20

I have a function that returns the argmax from a large 2d array

getMax = np.argmax(dist, axis=1)

However I want to get the next biggest values, is there a way of removing the getMax values from the original array and then performing argmax again?

Sprout
  • 630
  • 1
  • 5
  • 22
  • 1
    If you don't just need the second largest element, but maybe also the third and so on, the following might be helpful: http://stackoverflow.com/questions/16878715/how-to-find-the-index-of-n-largest-elements-in-a-list-or-np-array-python – Carsten Dec 14 '14 at 20:37
  • Do you actually want to remove the largest, or do you want to just find the next largest? – Joel Dec 14 '14 at 20:38
  • 1
    @Joel find the next largest – Sprout Dec 14 '14 at 20:47
  • Check my answer --- I don't have numpy on the computer I'm on right now, so can't bug check – Joel Dec 14 '14 at 20:50
  • @Joel I'm sorry to say but I can't change the order for what I need it for – Sprout Dec 14 '14 at 20:51

2 Answers2

27

Use the command np.argsort(a, axis=-1, kind='quicksort', order=None), but with appropriate choice of arguments (below).

here is the documentation. Note "It returns an array of indices of the same shape as a that index data along the given axis in sorted order."

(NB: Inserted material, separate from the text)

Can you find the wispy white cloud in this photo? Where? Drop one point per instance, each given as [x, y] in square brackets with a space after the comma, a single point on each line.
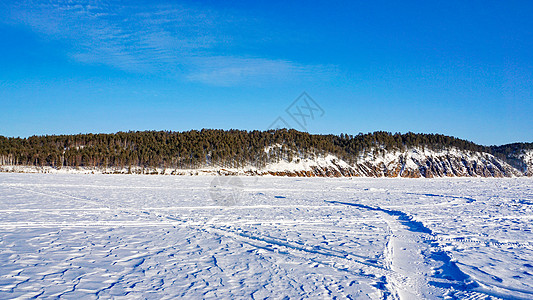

The default order is small to large. So sort with -dist (for quick coding). Caution: doing -dist causes a new array to be generated which you may care about if dist is huge. See bottom of post for a better alternative there.

Here is an example:

x = np.array([[1,2,5,0],[5,7,2,3]])
L = np.argsort(-x, axis=1)

print L
[[2 1 0 3]
 [1 0 3 2]]

x  
array([[1, 2, 5, 0],
   [5, 7, 2, 3]])

So the n'th entry in a row of L gives the locations of the n'th largest element of x.

x is unchanged.

L[:,0] will give the same output as np.argmax(x)

L[:,0]
array([2, 1])

np.argmax(x,axis=1)
array([2, 1])

and L[:,1] will give the same as a hypothetical argsecondmax(x)

L[:,1]
array([1, 0])

If you don't want to generate a new list, so you don't want to use -x:

L = np.argsort(x, axis=1)

print L
[[3 0 1 2]
 [2 3 0 1]]

L[:,-1]
array([2, 1])

L[:,-2]
array([1, 0])
Joel
  • 22,598
  • 6
  • 69
  • 93
  • I'm sorry to say but order is important, I cannot change the order – Sprout Dec 14 '14 at 20:49
  • 1
    I think you misunderstand. The sorting `np.argsort(dist)` gives a list of locations from location of smallest to location of largest. So `np.argsort(-dist)` gives the list of locations of smallest to largest of `-dist`. So it's the locations of largest to smallest of `dist`. It doesn't change the order of `dist` in any way. – Joel Dec 14 '14 at 20:54
  • I've just realised this, however when I use it, it returns an array full of zeros rather than what it should – Sprout Dec 14 '14 at 21:08
  • Can you edit your question to give a minimal example and expected output? – Joel Dec 14 '14 at 21:09
  • I have solved it, it was an error later in the code. Thank you Joel! – Sprout Dec 14 '14 at 21:12
  • Let us [continue this discussion in chat](http://chat.stackoverflow.com/rooms/66863/discussion-between-joel-and-sprout). – Joel Dec 14 '14 at 21:23
4

If speed is important to you, using argpartition rather than argsort could be useful.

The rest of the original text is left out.